Grace Wanless listened with a flattering interest. She seemed greatly excited about something.

"Tell me something," she demanded. "I take it that this house is precisely like the one next door. You have a room here and another room beyond corresponding to Lady Altamont's boudoir. Where does the room beyond lead to?"

"A staircase that gives on the garden," said Ailsa after a minute's consideration. "The houses here are back to back, if you understand what I mean. There is only a trellis-work between our wilderness of a garden and the one next door. From the garden you can get a pretty good view of the wing where the boudoir lies.'

"Then I should like to go down to the garden and have a look for myself," Grace cried. "Could you manage it for me without disturbing anybody?"

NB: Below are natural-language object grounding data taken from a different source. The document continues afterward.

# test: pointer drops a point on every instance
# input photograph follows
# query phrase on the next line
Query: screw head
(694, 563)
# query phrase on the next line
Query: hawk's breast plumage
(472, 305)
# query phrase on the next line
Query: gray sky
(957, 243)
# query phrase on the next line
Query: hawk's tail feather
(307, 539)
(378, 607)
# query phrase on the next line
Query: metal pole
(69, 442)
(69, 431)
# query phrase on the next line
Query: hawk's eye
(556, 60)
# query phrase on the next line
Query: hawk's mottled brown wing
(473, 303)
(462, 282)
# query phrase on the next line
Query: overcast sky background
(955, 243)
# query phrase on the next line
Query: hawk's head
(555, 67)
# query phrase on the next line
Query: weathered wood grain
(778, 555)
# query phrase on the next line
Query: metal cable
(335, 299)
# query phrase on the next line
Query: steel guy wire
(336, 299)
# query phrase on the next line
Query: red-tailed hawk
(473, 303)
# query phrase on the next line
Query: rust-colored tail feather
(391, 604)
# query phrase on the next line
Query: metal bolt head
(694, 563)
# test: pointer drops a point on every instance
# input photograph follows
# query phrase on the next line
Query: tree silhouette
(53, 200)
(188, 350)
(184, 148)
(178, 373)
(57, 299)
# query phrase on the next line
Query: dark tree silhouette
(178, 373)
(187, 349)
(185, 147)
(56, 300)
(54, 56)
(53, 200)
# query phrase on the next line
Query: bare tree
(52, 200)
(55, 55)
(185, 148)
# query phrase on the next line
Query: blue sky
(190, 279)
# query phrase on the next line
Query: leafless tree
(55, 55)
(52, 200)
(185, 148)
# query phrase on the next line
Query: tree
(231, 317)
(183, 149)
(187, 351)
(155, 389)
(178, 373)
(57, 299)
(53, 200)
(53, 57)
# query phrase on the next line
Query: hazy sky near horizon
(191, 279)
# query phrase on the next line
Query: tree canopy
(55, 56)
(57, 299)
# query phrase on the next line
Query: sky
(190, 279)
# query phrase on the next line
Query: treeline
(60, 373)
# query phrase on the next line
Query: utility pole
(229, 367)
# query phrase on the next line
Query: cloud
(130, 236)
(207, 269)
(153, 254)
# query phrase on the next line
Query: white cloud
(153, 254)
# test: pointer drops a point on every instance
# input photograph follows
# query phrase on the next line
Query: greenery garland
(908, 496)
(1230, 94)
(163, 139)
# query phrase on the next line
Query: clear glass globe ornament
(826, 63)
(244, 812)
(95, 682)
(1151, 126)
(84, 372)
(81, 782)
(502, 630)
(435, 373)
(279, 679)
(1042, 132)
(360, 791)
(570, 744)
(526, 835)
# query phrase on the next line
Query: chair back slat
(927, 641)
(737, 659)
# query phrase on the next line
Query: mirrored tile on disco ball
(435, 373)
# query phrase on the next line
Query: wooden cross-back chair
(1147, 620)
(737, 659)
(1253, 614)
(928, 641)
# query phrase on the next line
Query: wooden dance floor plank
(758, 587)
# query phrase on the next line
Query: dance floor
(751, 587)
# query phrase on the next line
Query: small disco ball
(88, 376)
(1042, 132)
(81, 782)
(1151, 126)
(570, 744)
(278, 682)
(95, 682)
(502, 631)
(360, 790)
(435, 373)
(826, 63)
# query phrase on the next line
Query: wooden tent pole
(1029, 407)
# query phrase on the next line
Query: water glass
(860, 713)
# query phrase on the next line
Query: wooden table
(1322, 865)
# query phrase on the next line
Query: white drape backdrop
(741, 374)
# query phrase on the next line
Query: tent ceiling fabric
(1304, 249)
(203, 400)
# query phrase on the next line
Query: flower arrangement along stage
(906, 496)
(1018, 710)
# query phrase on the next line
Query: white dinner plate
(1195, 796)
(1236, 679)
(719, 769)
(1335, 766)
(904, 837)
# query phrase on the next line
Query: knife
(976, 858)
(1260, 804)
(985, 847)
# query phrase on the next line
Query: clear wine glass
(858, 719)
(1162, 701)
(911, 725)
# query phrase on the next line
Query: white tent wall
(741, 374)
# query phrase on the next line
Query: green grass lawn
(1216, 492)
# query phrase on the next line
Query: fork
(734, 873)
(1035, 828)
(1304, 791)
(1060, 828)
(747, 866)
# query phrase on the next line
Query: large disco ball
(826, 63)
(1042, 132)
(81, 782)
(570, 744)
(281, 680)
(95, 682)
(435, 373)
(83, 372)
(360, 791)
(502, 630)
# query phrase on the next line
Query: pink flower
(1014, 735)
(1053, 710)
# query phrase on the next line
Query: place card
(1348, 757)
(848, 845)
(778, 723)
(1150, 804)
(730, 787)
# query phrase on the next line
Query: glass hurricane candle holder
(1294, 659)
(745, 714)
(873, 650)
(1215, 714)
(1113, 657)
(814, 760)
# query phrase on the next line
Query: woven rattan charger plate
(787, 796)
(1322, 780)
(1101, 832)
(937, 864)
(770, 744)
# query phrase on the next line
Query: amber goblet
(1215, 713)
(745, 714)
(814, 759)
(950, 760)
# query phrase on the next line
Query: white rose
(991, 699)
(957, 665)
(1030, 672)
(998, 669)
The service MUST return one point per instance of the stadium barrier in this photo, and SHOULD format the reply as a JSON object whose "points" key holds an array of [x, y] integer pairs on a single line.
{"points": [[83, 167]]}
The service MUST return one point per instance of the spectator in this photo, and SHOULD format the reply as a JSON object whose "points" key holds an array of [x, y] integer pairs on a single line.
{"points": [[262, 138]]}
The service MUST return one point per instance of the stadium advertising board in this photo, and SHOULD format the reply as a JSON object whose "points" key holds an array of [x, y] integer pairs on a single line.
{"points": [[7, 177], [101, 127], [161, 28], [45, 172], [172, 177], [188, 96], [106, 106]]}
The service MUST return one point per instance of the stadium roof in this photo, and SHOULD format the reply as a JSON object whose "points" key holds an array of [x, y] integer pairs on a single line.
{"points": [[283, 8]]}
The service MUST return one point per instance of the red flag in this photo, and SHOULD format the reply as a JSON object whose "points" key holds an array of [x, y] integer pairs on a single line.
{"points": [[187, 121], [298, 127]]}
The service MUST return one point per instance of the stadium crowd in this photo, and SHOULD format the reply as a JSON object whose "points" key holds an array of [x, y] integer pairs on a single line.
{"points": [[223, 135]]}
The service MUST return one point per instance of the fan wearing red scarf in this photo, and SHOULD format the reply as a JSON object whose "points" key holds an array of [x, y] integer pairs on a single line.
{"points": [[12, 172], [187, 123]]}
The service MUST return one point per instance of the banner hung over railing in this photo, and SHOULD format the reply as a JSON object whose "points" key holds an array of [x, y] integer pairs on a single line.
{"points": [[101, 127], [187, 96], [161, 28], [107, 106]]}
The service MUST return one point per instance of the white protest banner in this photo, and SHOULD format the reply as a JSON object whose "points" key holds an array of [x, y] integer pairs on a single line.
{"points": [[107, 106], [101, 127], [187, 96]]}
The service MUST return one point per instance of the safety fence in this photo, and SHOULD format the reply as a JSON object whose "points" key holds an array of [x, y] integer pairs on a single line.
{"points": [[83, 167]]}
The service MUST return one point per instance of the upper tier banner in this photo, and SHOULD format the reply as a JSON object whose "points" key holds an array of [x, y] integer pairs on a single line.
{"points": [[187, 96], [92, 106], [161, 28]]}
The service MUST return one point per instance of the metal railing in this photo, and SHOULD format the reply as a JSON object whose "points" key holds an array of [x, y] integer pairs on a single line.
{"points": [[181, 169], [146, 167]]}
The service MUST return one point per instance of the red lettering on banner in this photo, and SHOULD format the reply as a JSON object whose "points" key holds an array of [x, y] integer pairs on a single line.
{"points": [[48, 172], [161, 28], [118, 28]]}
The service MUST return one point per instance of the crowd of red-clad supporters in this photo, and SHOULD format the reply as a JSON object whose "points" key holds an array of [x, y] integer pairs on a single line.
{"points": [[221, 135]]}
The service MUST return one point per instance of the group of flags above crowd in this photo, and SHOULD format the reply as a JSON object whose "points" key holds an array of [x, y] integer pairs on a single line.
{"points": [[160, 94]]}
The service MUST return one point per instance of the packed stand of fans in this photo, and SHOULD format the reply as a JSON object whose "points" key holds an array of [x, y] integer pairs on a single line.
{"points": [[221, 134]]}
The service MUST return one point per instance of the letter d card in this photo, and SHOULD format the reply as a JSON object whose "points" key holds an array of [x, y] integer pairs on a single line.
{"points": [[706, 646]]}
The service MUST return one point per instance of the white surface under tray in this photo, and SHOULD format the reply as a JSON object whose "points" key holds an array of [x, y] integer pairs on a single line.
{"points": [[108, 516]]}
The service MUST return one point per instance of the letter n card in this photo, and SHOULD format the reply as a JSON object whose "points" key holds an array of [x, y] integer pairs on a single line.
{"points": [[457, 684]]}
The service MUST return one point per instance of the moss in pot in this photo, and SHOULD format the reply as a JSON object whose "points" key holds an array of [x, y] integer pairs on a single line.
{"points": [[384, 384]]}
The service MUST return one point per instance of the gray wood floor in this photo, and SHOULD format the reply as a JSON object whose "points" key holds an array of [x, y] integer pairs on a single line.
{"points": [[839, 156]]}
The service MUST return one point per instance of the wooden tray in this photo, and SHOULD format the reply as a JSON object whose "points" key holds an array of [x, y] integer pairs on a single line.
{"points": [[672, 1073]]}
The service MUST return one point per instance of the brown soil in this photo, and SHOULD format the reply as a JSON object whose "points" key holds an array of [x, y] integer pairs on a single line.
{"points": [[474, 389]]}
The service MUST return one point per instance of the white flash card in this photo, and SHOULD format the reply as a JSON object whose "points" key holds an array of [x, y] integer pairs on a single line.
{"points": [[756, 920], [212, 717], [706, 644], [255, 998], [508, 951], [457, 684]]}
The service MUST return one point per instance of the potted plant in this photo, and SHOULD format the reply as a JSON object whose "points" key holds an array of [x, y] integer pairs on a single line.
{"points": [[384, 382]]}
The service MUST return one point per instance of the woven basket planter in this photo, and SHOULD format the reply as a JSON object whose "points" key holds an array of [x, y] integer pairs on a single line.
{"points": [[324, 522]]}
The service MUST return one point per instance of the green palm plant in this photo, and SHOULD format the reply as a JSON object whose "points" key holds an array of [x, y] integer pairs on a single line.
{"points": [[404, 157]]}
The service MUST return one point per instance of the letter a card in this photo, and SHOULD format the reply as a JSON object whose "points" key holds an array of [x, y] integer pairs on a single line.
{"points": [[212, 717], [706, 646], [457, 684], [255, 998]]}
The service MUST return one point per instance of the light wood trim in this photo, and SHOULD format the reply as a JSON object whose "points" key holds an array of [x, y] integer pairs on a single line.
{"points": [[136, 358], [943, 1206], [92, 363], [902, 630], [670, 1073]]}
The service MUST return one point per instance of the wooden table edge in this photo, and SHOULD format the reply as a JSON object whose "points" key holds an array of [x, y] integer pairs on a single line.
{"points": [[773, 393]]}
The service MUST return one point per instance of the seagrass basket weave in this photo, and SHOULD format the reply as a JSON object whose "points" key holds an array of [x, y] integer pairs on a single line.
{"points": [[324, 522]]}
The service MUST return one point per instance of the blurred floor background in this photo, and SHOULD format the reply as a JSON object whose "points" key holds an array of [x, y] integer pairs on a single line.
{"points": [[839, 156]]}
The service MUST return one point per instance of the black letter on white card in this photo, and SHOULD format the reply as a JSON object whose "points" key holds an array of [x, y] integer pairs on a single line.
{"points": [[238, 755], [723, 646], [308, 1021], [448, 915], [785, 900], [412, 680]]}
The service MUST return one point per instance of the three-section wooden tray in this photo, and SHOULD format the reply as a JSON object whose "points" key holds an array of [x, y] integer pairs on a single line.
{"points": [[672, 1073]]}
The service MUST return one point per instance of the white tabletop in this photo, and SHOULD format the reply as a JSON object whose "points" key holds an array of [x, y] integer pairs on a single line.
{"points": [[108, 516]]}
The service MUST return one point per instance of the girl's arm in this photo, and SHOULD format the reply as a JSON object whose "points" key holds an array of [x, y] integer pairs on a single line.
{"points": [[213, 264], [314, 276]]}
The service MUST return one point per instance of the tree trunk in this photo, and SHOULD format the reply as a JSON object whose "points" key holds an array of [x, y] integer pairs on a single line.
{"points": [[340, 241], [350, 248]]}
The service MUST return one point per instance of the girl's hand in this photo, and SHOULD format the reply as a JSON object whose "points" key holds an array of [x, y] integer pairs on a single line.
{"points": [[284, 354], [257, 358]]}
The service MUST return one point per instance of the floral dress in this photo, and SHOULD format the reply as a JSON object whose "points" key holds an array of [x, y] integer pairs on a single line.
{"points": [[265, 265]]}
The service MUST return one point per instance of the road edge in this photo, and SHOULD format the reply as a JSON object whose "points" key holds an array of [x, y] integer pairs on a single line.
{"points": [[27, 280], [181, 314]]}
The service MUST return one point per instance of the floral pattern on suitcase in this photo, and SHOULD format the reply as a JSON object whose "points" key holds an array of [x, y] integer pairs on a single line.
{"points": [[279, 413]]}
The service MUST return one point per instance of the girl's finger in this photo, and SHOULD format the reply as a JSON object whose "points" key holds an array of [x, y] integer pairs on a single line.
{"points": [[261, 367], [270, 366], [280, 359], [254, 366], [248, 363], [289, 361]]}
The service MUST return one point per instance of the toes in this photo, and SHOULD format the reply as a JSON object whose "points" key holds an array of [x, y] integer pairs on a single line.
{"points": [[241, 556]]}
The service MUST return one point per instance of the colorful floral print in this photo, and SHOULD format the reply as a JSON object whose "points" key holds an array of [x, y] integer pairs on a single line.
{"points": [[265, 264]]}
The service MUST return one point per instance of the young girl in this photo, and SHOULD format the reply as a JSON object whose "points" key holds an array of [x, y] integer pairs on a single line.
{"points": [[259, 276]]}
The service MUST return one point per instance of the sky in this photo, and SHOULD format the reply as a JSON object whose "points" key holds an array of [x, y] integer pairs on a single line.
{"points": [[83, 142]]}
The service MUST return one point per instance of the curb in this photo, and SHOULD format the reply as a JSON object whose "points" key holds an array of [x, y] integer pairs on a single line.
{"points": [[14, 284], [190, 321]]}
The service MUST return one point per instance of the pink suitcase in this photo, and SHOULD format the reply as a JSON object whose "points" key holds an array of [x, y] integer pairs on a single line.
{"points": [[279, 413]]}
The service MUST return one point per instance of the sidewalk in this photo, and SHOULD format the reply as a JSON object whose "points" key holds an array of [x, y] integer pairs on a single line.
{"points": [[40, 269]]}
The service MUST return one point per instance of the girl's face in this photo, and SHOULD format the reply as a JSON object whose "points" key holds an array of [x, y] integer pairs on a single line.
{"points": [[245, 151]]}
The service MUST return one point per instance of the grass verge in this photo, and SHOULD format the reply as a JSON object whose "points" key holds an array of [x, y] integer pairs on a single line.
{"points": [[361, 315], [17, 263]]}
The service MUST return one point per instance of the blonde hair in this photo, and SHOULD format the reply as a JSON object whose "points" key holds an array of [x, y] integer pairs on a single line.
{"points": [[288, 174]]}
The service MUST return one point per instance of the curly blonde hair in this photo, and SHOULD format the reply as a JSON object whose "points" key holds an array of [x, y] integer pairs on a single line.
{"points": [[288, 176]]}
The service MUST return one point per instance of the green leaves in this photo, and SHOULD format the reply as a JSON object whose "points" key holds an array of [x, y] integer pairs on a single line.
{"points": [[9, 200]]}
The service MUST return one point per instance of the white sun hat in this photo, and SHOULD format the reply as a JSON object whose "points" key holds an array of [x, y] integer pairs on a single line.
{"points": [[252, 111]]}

Ailsa thought that she could—there would be no difficulty in the matter at all. The two girls crept silently down the stairs and into the garden. They could see the brilliant lights shining behind the crimson blinds in Lady Altamont's boudoir, and a more feeble glimmer of light behind the room of the locked door. Somebody seemed to be crouching and hiding in the shrubs of the next garden: his face showed for an instant.

"Inspector Burles," Grace whimpered. "The man from Scotland-yard who has my mother's jewel affair in hand. Perhaps he has got a clue. If you think——"

Grace stopped as Ailsa grasped her arm vigorously. Ailsa was looking upwards with her eyes fixed on the window of the locked room next door.

"Look," she whispered in a frozen voice. "What is that at the window?"